Gaia mission’s Milky Way map pinpoints locations of billion-plus stars

Astronomers work tirelessly to scope out the outer space and provide us with some stunning imagery or knowledge. Whether it’s about a potential habitable world or zooming in on Jupiter in a never-before-seen detail, there are almost unlimited possibilities on what to research next. In the last couple of years, our own galaxy, the Milky Way, has been occupying the minds of scientists. Following its launch in December 2013, ESA’s Gaia satellite set on its course to chart the skies for us. On September 14, 2016, ESA provided an astonishing revelation: A new map of the galaxy, the most precise to date, which reveals positions on the sky for over 1 billion stars both within and beyond the Milky Way.
The catalog of stars is just an appetizer for what is to come. Once it is finished — which the scientists estimate to be no sooner than 2022 — the final survey will eventually provide a 3-D map of over 1 billion stars. It will also chart positions of roughly 250,000 asteroids and comets within the solar system, 1 million galaxies, and 500,000 quasars — the blazing cores of galaxies lit up by gas swirling around supermassive black holes. Mission scientists also expect they will turn up over 10,000 undiscovered planets orbiting other stars.

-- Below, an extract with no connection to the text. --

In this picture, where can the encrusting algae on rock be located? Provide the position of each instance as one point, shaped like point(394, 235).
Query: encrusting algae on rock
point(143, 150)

“This is a major advance in mapping the heavens,” Anthony Brown, an astrophysicist at Leiden University in the Netherlands, said September 14 at a news briefing. “Out of the 1 billion stars, we estimate that over 400 million are new discoveries.”

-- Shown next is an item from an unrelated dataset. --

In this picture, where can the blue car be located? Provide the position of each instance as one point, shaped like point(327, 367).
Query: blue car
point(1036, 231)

The spacecraft repeatedly scans the sky with two telescopes pointed in different directions. To make the 3-D map, Gaia measures each star’s parallax, a subtle apparent shift in the position of the star caused by the changing viewing angle as the spacecraft loops around the sun. By measuring the amount of parallax, and knowing the size of Gaia’s orbit, astronomers can triangulate precise distances to those stars.

ESA/Gaia/DPAC

With distances in hand, astronomers can figure out how intrinsically bright those stars are, which in turn will help researchers understand how stars evolve. A detailed stellar map could also help chart the Milky Way’s distribution of dark matter, the elusive substance that is thought to make up the bulk of the mass in all galaxies and reveals itself only through gravitational interactions with stars and gas.

“This is only the beginning: we measured the distance to the Large Magellanic Cloud [one of our galactic neighbours] to test the quality of the data, and we got a sneak preview of the dramatic improvements that Gaia will soon bring to our understanding of cosmic distances,” says Gisella Clementini from INAF and the Astronomical Observatory of Bologna, Italy.

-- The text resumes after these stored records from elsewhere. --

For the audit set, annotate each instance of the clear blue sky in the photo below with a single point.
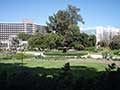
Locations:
(94, 12)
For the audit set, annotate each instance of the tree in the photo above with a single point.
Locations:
(115, 42)
(63, 19)
(14, 43)
(91, 40)
(23, 36)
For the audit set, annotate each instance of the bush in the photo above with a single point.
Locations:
(6, 57)
(78, 47)
(19, 56)
(93, 49)
(116, 52)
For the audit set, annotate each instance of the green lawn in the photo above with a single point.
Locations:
(51, 67)
(57, 63)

With Gaia, astronomers are also eager to resolve a controversy regarding the distance to the Pleiades star cluster, one of the closest repositories of youthful stars. A previous Gaia-like mission, the Hipparcos satellite, came up with a distance of about 392 light-years. Estimates based on observations from the Hubble Space Telescope and ground-based radio observatories pin the Pleiades at about 443 light-years away. According to Brown, “Gaia appears to be leaning toward the larger distance. Even though it’s too early to say how the controversy will be resolved, Gaia will pin it down.”
For now, this new galactic atlas also provides distances to roughly 2 million of the charted stars, laying the groundwork for astronomers who want to piece together the formation, evolution and structure of the Milky Way. The Pleiades distance debate, as well as a clearer picture of how the Milky Way is put together, will have to wait for future data releases from Gaia. The earliest release is due to happen in late 2017.